Scientific Software · AI/ML · Opinion

The Evolution of Software Architecture in Science and What AI Changes Next

From monolithic Fortran subroutines to cloud-native ML pipelines, scientific software has been quietly transformed. Here is what that history tells us about where we are going.

When I built my recent scientific software tool, a Python application for automated microbial growth kinetic modeling, I made a decision that felt obvious at the time: I would give it a web-based interface. Not because anyone asked me to. Because I had watched too many brilliant pieces of scientific software die quiet deaths on someone's hard drive, never used by the people they were built for, because they required a command line and three environment variables to run.

That decision made me think harder than I expected about what scientific software actually is, who it is for, and how the answers to those questions have changed dramatically over the past several decades.

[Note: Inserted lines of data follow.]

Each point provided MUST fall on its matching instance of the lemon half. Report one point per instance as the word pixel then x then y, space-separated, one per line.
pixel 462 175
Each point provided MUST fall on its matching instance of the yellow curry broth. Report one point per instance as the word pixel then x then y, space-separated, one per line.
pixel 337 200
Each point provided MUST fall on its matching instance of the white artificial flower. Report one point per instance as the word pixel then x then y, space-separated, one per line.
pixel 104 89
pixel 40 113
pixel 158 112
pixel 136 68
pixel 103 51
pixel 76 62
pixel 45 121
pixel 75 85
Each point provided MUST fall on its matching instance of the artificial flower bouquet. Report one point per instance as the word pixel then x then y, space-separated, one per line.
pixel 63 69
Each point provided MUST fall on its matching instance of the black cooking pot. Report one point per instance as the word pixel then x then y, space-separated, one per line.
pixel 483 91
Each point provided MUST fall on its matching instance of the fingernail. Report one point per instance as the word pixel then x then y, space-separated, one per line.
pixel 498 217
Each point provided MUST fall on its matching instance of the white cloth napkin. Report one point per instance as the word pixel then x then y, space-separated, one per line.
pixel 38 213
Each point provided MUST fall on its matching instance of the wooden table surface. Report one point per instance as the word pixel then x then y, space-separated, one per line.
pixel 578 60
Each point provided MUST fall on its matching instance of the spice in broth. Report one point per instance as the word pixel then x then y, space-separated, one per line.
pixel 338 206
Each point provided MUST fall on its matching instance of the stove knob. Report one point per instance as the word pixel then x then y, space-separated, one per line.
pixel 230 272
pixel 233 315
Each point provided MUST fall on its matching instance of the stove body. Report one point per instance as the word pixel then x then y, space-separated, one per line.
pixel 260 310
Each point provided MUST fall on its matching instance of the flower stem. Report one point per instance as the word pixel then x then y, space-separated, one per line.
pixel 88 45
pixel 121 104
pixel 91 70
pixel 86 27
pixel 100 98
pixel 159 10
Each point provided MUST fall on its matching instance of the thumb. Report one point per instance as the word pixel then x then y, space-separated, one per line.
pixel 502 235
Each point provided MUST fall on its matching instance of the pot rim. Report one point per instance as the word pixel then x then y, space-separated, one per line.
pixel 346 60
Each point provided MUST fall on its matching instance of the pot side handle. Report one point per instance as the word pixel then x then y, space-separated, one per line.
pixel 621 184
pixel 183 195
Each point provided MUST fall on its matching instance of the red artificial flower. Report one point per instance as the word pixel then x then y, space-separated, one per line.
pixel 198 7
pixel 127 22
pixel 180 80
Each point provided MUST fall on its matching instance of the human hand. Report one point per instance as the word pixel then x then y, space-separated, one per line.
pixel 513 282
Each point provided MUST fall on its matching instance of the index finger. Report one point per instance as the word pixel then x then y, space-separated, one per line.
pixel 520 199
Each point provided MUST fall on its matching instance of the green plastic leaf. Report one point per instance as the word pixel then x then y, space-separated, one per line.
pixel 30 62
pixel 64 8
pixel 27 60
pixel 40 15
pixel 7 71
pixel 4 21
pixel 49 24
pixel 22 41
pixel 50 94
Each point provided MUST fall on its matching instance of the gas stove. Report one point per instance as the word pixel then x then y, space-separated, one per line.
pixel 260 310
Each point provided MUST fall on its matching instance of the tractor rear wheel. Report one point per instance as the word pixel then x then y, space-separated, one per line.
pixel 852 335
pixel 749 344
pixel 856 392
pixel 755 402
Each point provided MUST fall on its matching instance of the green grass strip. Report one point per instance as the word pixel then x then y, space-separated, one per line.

This post is my attempt to trace that arc and to think seriously about what AI means for its next chapter.


A Brief, Honest History

Scientific computing did not begin with usability in mind. It began with necessity. In the mid-twentieth century, researchers needed to solve systems of equations that no human could compute by hand at useful scale. The tools they built were engineered for correctness and performance, not for the scientist in the next lab who did not know Fortran.

Era 1

The Monolithic Era: 1950s to 1980s

Scientific software in this period was inseparable from the hardware it ran on. Fortran dominated because it compiled efficiently to the numerical hardware of the day. Programs were monolithic; a single, large codebase where data structures, computation, and output were tightly coupled. Modularity was aspirational. Documentation was sparse. Reuse was rare.

The implicit assumption was that the person writing the software and the person using it were the same person, or at least colleagues in the same building who shared an operating system and a manual. Software was not a product. It was a working artifact of a specific experiment.

Era 2

The Scripting and Modularity Era: 1990s to 2000s

The rise of Perl, Python, and R in the life sciences fundamentally changed what it meant to write scientific software. These languages lowered the barrier to entry enormously. A biologist who could not write C could write a Python script. A statistician who had never seen a compiler could build a fully functional analysis pipeline in R.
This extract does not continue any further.